While possibly seeming somewhat silly to those of us who don't spend as much time immersed in on-line worlds, it strikes me that this is comparable to - if not even more sensible than - the ongoing legal wranglings around every other non-tangible "product" in our society - from music, to software, to films, to text. All of these are just "data" that we've created, copied, manipulated and "unset" to obtain something recognisable, too. Yet we have industries and laws around these too - laws that are being fought over as I type.
"Property" comes out of a materialist thinking. The problem is that we've moved on from our materialist paradigm, into a physical reality that threatens to trade scarcity and demand for ubiquity and supply. So far, economies based on information have been nothing more than a hack - an attempt to shove new ideas into the old hole. However, as the new methods outpace and outstretch old thinking more and more, we'll find increasingly that the hack just doesn't hold together - not without a whole bunch of laws, and lawyers and police to back them up. In short, we're doomed to a future of strangled enforcement simply because our philosophy doesn't match our desire.
We need a refresh. We need to start thinking progressively rather than defensively, only governments and corporates are currently too entrenched in the way of life that benefits themselves to take notice. History shows that this mismatch between societal strata will have to be forced out of place before the people that "run" the show actually listen.
This ties in with a question I asked on the alt ec tribe. There are different kinds of alternative, depending on where you are and where you've come from. I think what we need now is a radically different idea of economics based on a radically different idea of "property". We need to combine the new paradigm with the old in order to get somewhere useful.

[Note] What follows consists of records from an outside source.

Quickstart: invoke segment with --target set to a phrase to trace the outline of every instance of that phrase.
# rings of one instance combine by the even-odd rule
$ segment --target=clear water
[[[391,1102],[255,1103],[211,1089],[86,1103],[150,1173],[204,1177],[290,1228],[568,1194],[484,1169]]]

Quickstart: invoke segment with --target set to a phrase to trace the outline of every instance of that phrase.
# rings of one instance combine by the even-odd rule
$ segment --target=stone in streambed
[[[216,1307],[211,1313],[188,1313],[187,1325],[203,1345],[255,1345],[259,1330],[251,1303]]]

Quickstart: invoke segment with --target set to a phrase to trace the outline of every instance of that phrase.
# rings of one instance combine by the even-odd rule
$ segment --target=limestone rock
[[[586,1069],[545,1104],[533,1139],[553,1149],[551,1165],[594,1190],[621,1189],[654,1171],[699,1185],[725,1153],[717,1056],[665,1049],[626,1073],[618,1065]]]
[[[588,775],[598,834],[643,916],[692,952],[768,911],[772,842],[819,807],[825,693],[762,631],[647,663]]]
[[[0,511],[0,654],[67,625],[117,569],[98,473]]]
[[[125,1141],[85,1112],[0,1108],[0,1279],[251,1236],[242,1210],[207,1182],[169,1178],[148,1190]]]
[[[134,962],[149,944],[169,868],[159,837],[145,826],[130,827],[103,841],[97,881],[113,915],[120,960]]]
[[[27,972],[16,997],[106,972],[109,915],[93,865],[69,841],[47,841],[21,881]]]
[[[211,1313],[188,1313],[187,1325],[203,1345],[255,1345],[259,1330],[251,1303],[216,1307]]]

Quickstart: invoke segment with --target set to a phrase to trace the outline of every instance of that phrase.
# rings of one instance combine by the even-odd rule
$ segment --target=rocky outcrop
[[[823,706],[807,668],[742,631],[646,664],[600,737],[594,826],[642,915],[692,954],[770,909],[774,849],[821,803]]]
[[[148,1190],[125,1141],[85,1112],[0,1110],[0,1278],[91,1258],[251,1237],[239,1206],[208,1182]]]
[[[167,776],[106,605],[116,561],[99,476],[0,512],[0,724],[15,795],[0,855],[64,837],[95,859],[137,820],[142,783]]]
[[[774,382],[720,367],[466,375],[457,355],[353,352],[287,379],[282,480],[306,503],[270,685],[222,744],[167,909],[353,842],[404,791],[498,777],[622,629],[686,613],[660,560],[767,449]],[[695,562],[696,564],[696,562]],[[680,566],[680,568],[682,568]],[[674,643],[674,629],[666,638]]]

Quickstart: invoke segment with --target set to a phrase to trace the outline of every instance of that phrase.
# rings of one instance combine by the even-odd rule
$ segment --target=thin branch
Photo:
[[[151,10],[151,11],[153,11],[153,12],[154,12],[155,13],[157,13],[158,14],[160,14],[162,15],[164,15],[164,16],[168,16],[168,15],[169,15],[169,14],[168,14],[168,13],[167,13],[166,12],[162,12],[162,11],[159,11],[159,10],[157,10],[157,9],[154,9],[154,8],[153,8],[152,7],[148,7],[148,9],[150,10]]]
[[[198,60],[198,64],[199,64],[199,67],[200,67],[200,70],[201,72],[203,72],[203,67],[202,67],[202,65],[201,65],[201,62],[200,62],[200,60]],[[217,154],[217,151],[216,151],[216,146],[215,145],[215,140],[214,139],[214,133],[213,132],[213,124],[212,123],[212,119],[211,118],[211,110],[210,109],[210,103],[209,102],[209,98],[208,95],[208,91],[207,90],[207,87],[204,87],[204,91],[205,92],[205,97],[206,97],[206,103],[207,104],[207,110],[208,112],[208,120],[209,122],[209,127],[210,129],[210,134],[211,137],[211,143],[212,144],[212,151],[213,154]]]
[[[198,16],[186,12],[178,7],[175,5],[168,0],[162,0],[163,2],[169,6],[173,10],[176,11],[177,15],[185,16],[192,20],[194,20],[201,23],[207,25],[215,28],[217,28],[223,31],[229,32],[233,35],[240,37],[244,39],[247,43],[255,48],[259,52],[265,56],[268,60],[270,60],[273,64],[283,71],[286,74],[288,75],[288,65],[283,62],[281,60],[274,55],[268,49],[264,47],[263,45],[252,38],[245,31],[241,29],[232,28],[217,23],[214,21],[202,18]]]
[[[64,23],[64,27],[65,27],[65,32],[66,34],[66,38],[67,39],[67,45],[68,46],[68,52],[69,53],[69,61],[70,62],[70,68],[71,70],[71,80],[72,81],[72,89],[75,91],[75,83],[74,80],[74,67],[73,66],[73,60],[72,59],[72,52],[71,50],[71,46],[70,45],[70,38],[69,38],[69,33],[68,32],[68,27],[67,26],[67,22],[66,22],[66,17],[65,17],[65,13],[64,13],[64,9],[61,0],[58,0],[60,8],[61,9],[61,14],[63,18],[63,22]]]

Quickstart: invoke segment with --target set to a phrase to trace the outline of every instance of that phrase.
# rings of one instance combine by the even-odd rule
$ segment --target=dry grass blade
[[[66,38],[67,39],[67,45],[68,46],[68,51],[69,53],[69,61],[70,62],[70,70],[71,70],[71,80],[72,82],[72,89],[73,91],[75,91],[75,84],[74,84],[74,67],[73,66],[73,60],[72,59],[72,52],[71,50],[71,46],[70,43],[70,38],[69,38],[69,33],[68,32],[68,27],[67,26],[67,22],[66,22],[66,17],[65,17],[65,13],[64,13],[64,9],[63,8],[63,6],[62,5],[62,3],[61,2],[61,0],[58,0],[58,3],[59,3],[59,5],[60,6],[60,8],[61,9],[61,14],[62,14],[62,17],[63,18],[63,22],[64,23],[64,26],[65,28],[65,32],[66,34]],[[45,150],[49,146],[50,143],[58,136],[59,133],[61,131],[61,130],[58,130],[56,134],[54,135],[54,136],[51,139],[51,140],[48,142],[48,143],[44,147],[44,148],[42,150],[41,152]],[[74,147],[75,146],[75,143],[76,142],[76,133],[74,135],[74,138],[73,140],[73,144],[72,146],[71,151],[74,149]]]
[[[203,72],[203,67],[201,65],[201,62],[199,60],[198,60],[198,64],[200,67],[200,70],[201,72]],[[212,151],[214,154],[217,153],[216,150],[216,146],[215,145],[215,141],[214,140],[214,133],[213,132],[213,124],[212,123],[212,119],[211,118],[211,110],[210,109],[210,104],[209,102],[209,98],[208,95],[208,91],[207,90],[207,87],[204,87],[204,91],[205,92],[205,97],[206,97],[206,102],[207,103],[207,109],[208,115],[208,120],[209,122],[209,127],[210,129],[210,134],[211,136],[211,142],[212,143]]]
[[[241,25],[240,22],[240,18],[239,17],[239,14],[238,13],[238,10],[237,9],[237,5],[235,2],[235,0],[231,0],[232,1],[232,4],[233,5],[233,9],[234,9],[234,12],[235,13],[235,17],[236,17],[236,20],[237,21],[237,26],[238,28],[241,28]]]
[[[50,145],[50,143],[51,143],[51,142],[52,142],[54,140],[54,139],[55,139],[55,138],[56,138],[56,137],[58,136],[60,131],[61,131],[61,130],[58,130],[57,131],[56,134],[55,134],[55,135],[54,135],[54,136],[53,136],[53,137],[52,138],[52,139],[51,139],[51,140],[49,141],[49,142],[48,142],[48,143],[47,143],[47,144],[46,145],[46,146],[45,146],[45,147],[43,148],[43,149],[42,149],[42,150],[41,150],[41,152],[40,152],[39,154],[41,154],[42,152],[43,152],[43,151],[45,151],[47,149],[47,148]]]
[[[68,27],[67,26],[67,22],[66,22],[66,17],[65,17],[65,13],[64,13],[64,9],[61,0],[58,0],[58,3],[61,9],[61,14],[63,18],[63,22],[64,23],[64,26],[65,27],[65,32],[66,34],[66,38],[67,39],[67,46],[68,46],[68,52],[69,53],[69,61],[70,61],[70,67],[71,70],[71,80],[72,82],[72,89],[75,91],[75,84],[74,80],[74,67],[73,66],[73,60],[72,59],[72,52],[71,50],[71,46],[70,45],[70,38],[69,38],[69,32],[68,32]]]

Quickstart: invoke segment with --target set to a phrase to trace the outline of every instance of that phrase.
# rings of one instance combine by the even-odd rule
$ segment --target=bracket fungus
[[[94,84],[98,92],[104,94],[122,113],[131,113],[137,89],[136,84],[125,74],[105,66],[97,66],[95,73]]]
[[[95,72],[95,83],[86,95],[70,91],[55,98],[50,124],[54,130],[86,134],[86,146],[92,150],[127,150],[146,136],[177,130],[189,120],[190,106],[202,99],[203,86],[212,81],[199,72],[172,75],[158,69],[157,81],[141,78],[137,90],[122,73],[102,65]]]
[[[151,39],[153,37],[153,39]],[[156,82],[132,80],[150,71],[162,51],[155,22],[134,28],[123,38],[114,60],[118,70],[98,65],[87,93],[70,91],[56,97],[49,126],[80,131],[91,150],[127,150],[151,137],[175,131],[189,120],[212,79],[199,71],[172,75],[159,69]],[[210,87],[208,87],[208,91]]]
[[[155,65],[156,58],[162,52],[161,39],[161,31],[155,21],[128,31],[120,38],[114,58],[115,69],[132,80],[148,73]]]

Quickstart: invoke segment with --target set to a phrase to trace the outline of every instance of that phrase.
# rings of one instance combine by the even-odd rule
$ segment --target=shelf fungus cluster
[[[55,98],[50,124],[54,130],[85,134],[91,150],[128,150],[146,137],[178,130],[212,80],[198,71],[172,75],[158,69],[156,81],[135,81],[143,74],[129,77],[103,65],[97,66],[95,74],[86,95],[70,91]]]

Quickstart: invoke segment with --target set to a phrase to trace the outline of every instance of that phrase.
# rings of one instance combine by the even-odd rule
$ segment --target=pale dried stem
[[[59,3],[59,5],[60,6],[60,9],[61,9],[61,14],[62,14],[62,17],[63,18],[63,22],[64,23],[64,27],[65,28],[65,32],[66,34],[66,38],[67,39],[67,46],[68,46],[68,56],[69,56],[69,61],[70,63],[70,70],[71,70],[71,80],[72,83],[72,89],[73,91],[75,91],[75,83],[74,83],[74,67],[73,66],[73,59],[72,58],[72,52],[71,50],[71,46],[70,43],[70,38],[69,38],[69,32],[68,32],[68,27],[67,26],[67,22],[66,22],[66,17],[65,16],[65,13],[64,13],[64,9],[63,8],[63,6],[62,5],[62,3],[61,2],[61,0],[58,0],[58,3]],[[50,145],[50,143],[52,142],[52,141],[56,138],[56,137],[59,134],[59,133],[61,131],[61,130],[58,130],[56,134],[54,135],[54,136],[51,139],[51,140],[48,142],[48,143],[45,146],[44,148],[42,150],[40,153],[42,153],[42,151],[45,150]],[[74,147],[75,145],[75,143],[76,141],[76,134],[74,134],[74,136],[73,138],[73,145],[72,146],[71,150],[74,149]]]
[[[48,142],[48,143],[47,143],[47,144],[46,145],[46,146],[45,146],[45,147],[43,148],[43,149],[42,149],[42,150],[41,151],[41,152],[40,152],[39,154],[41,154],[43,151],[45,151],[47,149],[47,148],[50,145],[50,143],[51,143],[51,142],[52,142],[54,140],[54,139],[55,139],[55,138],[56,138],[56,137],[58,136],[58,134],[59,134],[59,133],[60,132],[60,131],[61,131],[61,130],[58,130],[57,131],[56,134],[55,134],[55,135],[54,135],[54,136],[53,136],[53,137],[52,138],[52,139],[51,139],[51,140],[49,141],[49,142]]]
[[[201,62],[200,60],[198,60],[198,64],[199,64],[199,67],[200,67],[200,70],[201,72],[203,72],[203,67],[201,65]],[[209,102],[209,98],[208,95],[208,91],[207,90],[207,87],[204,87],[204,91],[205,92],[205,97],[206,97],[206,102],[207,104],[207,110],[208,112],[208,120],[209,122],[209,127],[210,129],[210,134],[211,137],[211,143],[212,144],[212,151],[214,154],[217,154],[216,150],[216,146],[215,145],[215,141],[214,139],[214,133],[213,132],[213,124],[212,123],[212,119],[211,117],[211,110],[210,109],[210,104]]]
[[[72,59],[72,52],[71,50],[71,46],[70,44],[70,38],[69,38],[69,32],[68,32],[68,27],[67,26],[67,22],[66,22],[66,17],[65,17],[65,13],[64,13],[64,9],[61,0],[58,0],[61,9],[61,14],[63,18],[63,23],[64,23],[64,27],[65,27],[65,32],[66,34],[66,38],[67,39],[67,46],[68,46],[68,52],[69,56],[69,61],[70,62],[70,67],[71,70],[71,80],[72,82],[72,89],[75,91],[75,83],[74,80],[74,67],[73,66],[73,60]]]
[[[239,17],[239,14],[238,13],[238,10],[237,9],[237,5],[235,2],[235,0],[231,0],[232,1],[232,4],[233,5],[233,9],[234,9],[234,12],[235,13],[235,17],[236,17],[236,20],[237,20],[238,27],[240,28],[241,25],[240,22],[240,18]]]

But at the same time, it's not enough to simply come up with something *different*. If possible, a new economy should act as a "superset" of the old, a backwards compatible version 2.0 economy that fills in the holes in the old one that cause all the grief we've inherited today. A lot of what we have works, and we'd be foolish to re-invent the money wheel. Maybe shifting the idea of "property" to take into account all the things of a less tangible nature would simply be enough?
How much would you pay for your soul?